Charles Grassley, Chairman of the Senate Finance Committee, said this week that he is drafting his own version of a tax bill to replace America's banned export subsidy system, which he claims will contain big tax cuts for US manufacturers and exporters.

The Iowa Republican is currently piecing together a bill that is expected to use the $50 billion freed up by the repeal of the Extraterritorial Income Exclusion Act over the coming decade to provide tax cuts for many US corporations. It is also anticipated that the bill will contain some amendments to international taxation law, although it is thought that any additional costs arising from these changes will be offset by the closure of tax loopholes and other revenue raising measures.

Grassley's bill will be cast into the fray alongside two other competing proposals from House Ways and Means Committee Chairman Bill Thomas and Representatives Phil Crane (R - Ill), Charles Rangel (D - NY) and Dan Manzullo (R - Ill). The Thomas bill has the support of 35 CEOs from major US exporting companies, but would cost an additional $130 billion over ten years. The other bill, however, would cut corporate tax to 31.5% and would be effectively revenue neutral.
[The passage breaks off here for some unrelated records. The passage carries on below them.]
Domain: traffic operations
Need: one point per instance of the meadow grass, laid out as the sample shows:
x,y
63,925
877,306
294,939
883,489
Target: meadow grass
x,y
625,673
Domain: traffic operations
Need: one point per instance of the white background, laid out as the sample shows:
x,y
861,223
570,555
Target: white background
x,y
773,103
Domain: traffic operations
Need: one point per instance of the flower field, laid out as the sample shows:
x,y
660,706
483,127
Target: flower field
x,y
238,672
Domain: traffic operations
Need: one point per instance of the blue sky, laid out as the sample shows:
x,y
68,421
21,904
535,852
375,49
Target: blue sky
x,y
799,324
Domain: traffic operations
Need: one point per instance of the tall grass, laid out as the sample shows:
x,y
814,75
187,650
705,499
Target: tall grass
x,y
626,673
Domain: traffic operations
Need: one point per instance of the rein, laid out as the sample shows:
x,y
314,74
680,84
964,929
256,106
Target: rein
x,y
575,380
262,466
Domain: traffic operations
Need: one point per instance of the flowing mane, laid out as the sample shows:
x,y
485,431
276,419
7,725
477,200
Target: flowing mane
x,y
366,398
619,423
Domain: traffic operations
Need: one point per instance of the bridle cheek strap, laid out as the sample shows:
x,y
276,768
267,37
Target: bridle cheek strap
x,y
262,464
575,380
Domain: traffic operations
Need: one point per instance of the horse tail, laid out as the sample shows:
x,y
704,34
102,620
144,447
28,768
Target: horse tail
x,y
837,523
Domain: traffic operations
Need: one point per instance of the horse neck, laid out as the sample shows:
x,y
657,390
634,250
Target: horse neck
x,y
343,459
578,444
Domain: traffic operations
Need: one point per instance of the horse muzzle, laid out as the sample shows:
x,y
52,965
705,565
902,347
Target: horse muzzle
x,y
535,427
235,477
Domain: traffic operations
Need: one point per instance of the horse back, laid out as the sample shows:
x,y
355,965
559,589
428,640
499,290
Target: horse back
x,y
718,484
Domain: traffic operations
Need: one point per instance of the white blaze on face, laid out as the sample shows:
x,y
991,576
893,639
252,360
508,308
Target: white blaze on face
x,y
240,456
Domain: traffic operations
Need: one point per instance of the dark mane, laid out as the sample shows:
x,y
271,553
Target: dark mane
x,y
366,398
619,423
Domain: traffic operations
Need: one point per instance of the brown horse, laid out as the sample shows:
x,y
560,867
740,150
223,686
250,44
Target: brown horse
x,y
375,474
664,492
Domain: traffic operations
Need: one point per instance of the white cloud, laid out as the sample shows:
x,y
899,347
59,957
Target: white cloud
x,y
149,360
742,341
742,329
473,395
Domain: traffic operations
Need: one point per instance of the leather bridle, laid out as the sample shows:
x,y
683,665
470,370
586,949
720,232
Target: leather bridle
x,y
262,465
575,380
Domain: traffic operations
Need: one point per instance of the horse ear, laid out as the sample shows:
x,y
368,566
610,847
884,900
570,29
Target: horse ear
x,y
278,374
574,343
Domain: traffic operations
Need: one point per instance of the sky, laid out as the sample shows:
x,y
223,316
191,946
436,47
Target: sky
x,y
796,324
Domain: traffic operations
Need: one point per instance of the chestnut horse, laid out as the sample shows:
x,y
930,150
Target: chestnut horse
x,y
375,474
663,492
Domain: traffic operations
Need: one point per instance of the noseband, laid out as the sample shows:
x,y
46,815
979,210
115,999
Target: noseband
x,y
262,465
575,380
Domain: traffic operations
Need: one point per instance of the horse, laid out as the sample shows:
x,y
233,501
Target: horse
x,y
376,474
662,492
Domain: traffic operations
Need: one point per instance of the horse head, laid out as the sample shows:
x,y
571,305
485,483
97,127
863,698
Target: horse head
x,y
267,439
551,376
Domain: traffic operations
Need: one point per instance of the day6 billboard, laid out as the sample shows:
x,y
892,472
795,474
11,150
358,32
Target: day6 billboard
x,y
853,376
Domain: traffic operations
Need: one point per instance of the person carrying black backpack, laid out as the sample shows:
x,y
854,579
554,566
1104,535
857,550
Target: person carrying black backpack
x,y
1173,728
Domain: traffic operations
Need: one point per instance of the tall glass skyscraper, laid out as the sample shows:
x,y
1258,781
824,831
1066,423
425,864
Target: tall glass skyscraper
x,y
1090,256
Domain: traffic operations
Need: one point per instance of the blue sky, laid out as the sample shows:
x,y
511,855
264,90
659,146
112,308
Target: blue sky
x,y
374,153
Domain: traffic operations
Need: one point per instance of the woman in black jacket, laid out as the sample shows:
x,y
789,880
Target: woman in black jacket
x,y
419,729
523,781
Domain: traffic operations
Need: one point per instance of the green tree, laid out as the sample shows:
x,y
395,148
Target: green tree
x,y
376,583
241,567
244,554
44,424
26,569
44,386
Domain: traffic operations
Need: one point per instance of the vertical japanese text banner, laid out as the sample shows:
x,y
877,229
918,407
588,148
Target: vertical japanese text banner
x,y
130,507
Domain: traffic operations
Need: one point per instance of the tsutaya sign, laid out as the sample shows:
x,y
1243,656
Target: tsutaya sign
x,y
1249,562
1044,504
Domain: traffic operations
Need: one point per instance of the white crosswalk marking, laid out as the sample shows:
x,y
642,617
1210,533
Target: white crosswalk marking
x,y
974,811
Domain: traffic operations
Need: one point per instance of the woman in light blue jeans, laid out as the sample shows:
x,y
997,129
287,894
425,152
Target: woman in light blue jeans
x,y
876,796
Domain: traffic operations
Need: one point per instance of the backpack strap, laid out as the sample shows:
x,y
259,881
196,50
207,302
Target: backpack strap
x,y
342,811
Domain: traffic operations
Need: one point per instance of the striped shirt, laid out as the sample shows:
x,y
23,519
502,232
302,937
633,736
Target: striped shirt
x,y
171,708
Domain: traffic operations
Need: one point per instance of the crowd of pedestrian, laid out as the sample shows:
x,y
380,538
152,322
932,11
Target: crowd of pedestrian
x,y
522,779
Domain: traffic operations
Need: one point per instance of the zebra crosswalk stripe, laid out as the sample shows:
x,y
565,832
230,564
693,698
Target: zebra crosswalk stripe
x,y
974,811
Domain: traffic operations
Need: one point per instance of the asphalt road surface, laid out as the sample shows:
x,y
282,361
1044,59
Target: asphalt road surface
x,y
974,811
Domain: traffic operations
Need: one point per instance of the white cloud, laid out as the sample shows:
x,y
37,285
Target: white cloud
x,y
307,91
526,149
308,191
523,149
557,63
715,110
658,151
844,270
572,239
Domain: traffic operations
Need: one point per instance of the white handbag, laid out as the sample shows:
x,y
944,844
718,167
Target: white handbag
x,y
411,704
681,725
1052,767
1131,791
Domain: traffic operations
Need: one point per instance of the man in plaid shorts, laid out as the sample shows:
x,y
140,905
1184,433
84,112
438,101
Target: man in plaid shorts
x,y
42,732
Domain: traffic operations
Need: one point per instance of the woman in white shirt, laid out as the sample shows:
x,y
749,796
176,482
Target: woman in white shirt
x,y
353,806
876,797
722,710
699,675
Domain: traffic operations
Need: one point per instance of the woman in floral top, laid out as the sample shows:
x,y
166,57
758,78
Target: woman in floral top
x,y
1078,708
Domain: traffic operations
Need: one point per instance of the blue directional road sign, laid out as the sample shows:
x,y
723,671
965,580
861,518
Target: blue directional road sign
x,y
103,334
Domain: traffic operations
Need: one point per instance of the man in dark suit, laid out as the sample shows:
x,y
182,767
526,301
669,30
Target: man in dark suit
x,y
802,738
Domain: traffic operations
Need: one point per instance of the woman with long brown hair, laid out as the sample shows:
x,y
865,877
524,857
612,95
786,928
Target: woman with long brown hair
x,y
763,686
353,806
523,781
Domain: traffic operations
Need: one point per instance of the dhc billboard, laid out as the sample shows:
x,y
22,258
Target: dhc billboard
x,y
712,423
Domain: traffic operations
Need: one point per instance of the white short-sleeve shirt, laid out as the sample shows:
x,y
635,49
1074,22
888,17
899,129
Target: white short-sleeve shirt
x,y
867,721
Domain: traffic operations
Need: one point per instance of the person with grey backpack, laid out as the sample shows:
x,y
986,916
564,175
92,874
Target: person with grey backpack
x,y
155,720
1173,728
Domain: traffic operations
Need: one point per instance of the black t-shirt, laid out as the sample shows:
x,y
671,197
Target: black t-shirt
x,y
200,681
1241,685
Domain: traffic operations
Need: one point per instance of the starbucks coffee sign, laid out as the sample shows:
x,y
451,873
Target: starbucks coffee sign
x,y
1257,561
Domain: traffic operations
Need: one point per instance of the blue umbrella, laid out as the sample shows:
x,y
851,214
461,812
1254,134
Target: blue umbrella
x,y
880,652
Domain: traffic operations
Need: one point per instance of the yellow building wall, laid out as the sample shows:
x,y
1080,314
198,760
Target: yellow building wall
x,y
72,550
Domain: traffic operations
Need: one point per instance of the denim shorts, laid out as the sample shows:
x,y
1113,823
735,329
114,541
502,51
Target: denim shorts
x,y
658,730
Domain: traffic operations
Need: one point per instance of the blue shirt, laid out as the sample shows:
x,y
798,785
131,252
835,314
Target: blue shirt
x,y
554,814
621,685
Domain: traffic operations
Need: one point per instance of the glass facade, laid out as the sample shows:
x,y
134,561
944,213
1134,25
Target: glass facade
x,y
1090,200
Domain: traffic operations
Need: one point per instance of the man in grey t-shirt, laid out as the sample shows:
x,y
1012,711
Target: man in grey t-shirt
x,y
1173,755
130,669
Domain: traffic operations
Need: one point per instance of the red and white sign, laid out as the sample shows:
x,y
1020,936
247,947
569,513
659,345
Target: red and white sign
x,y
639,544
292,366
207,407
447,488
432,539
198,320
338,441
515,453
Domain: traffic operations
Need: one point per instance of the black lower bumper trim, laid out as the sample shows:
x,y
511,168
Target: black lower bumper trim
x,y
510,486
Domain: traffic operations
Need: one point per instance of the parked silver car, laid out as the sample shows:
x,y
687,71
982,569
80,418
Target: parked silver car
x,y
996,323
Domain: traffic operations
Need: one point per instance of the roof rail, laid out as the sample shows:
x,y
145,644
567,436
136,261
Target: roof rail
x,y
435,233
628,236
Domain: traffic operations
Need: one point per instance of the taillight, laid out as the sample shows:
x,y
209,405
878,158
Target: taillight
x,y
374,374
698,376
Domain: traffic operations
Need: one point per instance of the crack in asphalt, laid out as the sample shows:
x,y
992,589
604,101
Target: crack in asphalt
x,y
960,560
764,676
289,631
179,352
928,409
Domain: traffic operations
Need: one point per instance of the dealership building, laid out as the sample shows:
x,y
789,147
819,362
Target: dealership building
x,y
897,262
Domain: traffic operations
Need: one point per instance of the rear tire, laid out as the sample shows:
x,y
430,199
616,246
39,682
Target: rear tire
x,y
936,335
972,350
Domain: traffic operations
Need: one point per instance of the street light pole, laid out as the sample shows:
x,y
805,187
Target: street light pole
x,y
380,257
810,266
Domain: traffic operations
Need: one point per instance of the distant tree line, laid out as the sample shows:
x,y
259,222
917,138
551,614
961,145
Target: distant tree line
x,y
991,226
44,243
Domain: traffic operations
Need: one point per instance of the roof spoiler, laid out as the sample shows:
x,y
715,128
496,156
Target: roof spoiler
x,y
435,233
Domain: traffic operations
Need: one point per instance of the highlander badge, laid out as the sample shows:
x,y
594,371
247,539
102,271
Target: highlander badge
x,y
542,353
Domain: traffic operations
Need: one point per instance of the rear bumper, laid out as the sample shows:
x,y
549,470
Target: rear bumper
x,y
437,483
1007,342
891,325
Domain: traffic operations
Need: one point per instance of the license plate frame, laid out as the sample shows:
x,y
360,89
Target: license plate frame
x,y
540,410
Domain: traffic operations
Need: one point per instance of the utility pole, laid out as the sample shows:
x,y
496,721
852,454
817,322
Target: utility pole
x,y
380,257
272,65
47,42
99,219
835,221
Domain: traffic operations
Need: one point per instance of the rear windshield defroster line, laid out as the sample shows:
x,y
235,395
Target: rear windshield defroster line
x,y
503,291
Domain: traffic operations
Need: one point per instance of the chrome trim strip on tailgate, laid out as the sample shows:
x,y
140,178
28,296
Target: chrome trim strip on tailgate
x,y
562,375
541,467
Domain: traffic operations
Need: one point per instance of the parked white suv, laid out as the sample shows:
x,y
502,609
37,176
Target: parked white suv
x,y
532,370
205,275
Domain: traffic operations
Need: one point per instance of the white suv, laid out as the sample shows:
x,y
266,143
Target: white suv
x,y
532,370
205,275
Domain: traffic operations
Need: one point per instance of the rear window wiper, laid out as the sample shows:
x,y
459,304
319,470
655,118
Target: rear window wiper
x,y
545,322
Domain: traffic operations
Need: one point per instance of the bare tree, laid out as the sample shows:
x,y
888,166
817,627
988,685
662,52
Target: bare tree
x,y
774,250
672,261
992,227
Meanwhile, Senator Olympia J. Snowe (R - Maine) has written to Grassley reminding him not to forget about America's small firms, and has urged the Senate Finance Committee Chairman to include provisions for so-called 'S-class' businesses within his forthcoming bill.

"While an across-the-board rate cut for domestic taxable corporations that manufacture goods in this country is an appropriate step, it does little for the small firms and exporters that are struggling to compete in a global economy," Snowe said told US Newswire. "It simply is imperative that this legislation provides them with tax relief comparable to C-corporations."